Her daughter, Arielle, was just 4 days old. Liz was carrying her downstairs when she slipped. Not sure whether Arielle had hit her head, she whisked her to her local ER.
“She seemed fine, and they said that she looked fine,” Liz says. Still concerned, though, Liz kept a close eye on Arielle over the next couple of days. That’s when she noticed something.
“I noticed the slightest flicker of her eyes,” Liz recalls, “and decided that I wanted to get it checked out.” She took Arielle back to the hospital, asking them to do a CT scan. The hospital demurred, but Liz insisted, telling them she needed the peace of mind.
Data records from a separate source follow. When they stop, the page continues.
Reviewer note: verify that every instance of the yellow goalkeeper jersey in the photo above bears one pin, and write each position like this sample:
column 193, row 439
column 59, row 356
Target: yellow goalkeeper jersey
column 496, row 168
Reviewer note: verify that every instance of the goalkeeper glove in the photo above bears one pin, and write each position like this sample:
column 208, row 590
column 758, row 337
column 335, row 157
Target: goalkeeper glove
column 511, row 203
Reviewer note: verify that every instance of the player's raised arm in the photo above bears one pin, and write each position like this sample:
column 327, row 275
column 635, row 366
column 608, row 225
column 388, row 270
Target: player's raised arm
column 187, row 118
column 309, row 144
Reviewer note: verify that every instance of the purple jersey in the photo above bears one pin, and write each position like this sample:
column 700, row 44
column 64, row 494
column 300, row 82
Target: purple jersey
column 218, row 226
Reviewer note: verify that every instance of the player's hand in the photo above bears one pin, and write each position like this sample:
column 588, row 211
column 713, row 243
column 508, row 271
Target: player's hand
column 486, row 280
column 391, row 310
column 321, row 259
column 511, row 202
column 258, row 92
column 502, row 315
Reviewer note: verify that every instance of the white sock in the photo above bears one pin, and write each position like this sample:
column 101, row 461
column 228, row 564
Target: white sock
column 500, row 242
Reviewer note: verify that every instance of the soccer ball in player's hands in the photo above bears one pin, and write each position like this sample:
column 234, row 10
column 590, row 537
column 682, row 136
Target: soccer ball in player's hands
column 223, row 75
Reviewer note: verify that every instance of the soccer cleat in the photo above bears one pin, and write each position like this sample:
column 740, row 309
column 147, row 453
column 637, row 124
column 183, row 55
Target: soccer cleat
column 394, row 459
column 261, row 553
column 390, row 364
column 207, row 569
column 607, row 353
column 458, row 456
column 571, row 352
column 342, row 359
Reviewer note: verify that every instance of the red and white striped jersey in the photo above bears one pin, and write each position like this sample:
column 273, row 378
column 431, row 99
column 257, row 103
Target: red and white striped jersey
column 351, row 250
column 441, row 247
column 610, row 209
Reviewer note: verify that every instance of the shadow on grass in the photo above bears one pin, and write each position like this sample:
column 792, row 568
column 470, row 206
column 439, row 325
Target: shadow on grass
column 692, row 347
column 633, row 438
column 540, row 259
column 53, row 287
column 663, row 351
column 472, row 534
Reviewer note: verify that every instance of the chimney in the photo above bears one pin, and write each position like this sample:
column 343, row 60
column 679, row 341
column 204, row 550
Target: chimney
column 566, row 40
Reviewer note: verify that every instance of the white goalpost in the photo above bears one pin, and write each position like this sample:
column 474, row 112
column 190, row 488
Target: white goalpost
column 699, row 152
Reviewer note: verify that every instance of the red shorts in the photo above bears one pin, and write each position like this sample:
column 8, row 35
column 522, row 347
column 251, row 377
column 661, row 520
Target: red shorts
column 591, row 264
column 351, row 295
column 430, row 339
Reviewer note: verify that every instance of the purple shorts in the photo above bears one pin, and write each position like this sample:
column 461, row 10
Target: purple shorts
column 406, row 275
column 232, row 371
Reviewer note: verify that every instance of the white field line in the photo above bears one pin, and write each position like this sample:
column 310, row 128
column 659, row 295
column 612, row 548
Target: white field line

“So they did the scan,” Liz recalls, “and they found an enormous tumor.”
Read about Arielle and her family.
Kyle Cooper waits 18 years for oral surgery
Kyle Cooper was born with hemifacial microsomia (HFM), a craniofacial anomaly that resulted in the left side of his face being underdeveloped. It meant his face was noticeably uneven and barely any of his teeth touched. “I made it through and got used to it, but I couldn’t eat things like meat because it would take me three hours to chew.”
In February, Boston Children’s Hospital Oral Surgeon-in-Chief Dr. Bonnie Padwa reconstructed the 18-year-old’s upper and lower jaws and his chin. He returned to school just in time for prom and graduation.
Learn more about Kyle.
My life after concussion: Finding a new game
Fifteen-year-old Esther Lovett’s life turned upside down after she suffered a concussion. An excellent student and star athlete, Esther was seriously challenged by the prolonged affects of her concussion.
Read Esther’s words of wisdom for other teens.
For baby Joy, music and medicine are in perfect harmony
James Danna enters the Boston Children’s Hospital Cardiac Intensive Care Unit (CICU) with the tools he’ll use to treat Joy, a 9-month-old patient recovering from open-heart surgery. Instead of a stethoscope or scalpel, James carries only small percussion instruments and a guitar.
He gently opens the door to Joy’s room, taking a quick read of her heart rate—138. Joy is a tiny little thing in a great big bed, under bright lights and tethered to multiple machines. Over the course of her multiple procedures for a congenital heart defect, the noise of the monitors, air conditioning and loudspeakers have made for a very wary baby. Her medical chart describes Joy as “staff phobic,” as most adults who enter her room poke and prick her.
But Joy has met James many times before and knows him to be safe. She locks her eyes on him and waits for the music to begin. Keeping his distance, James quietly hums a tune while strumming a few chords on his guitar.
Joy smiles, crosses her little legs and nods to the beat.
Listen to James and Joy.
Tyler’s story: 20 surgeries with a smile
Tyler Bois is a boy with goals. His career aspirations run the gamut. Some days, he dreams of playing football with his favorite team—the Dallas Cowboys. Others, he wants to open a pizza shop, perhaps called “Slice of Ty” or “Ty’s Pizza Palace.”
For now, the nine-year-old stays busy with every day kid stuff—playing with his golden retriever puppy, planning for Cub Scout camp, dancing in the school talent show, skiing and wakeboarding. Somehow between all of these activities, Tyler has squeezed in 20 surgeries.
Born with spina bifida and a Chiari malformation (a congenital defect in which the back parts of the brain slip into his spinal cord), he approaches each surgery with a trademark smile and can-do attitude.